On 15 February 2013 the applicants re-submitted their 3 December 2012 appeal on points of law, changing the final paragraph to refer to the decision of 8 November 2012. The applicants attached an application to their appeal to restore the time-limit for lodging an appeal on points of law. They explained that the reference to the judgment of 31 July 2012 in the last paragraph of their first appeal on points of law had been a typographical error. In support of their explanation the applicants noted that the first page of their appeal on points of law and their arguments had referred to the decision of 8 November 2012. They also noted the sending of that decision to the respondent and the court, thereby showing that it had been that one that they had contested before the Court of Cassation.

On 6 March 2013 the Court of Cassation declared the amended appeal on points of law inadmissible as being lodged out of time and dismissed the applicants ’ application to restore the time-limit for such an appeal as being unfounded.

B. Relevant domestic law

Article 233 § 3 of the Code of Civil Procedure (in force since 1999) states that when the Court of Cassation declares an appeal on points of law inadmissible it may set a time-limit for correcting any procedural errors and for re-submitting the appeal.

COMPLAINTS

The applicants complain under Article 6 of the Convention that the Court of Cassation ’ s refusal to admit their appeal on points of law owing to a typographical error breached their right of access to court.

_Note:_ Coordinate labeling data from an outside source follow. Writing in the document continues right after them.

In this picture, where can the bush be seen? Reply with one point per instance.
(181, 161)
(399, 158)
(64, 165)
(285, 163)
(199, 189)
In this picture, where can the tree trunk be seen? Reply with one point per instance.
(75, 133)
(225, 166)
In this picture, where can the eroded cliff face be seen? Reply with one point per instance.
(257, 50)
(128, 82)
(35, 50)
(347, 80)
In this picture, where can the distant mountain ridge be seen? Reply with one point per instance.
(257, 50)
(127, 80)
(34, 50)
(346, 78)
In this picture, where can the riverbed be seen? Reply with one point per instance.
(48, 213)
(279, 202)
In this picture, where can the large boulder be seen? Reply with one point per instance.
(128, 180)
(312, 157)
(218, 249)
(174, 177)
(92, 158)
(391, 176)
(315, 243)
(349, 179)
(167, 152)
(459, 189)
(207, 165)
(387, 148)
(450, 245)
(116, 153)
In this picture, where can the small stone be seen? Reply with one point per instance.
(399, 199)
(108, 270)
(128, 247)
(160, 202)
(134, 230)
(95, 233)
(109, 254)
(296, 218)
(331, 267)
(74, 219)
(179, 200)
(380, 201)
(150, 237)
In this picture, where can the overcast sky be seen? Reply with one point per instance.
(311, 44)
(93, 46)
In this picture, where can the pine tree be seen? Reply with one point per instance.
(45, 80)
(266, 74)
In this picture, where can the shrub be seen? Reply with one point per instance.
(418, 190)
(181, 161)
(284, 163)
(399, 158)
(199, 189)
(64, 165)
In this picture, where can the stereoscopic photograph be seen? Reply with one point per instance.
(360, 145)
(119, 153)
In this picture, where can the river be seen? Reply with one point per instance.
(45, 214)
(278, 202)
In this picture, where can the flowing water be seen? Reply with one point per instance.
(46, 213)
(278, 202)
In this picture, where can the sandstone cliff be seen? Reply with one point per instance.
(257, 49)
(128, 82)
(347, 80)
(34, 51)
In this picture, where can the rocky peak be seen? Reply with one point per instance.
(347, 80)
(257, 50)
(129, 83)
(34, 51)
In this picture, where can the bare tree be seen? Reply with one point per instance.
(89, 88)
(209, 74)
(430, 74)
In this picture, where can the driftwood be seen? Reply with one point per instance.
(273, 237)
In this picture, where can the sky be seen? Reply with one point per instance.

The applicants complain under Article 9 of the Convention that the District Court ’ s finding that the use of the word “sect” in relation to the applicants was justified breached the State ’ s duty of impartiality and neutrality in religious matters.

QUESTIONS TO THE PARTIES

1. Did the refusal by the Court of Cassation to admit the applicants ’ appeal on points of law breach their right of access to court under Article 6 § 1 of the Convention?

2. Was there a breach of the applicants ’ right to freedom of religion, guaranteed by Article 9 of the Convention? In particular, did the District Court ’ s finding that the use of the word “sect” in relation to the applicants was justified breach the State ’ s duty of neutrality and impartiality in religious matters, as required by the same provision?